Apple shares hit as falling China sales give analysts a "headache"

Alliance News

(Alliance News) - Apple Inc shares have taken a hit in pre-market trade on Friday, after analysts anxiously unpick the company's quarterly sales figures.

"About a decade ago, after the initial iPhone and iPad-driven surge had started to wear off, people started to argue the days of Apple being considered a growth stock were over. The shares dropped below USD15 and the-then recently appointed CEO Tim Cook was under pressure," said AJ Bell investment director Russ Mould.

"Today the shares trade at more than 10 times that level, but its growth credentials are under the microscope once again as its sales drop for a fourth straight quarter, the longest slide in more than two decades."

Shares in Apple fell 3.1% in pre-market trade after closing up 2.1% at USD177.57 in New York on Thursday. Over the past 12 months, the stock is down 28%.
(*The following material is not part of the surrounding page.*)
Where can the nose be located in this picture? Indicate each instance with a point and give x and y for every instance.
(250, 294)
The Cupertino, California-based firm reported a fourth consecutive quarterly drop in revenue, with revenue in its final quarter down 0.7% to USD89.50 billion from USD90.15 billion the year before. The company's financial year runs to September 30.

However, net income rose 11% to USD22.96 billion from USD20.72 billion. Basic earnings per share rose to USD1.47 from USD1.29.

iPhone sales climbed to USD43.81 billion from USD42.67 billion the year before, while services sales jumped to USD22.31 billion from USD19.19 billion.

"Today Apple is pleased to report a September quarter revenue record for iPhone and an all-time revenue record in Services," said Tim Cook, Apple's chief executive. "We now have our strongest lineup of products ever heading into the holiday season, including the iPhone 15 lineup and our first carbon neutral Apple Watch models, a major milestone in our efforts to make all Apple products carbon neutral by 2030."

Whilst Cook remained positive, market attention was on sales dropping in China. In China sales fell to USD15.08 billion in the quarter, down 2.5% from USD15.47 billion a year earlier.

Ipek Ozkardeskaya, Swissquote Bank, called the demand in China "sluggish", and blamed it for denting revenue.

AJ Bell's Mould said: "Chinese sales were markedly below expectations and the political risks in that market are undoubtedly becoming more of a headache for Apple."

In recent months, there have been reports of significant Chinese restrictions on iPhones at government offices and state-backed entities. The tech giant first established a presence in China in 1993.

As well as restrictions from regulation, Apple has also faced some stiffer competition from local competitors such as Huawei.

Looking ahead, Apple's outlook has also presented a concern to investors.

"Apple has sounded the alarm over Christmas demand, in what could be taken as a sign of creaking consumer resilience," said Sophie Lund-Yates, lead equity analyst at Hargreaves Lansdown.

"Convincing people to upgrade a loftily-priced iPhone at a time of year that's already tough on wallets in the current climate, just became a much harder task indeed."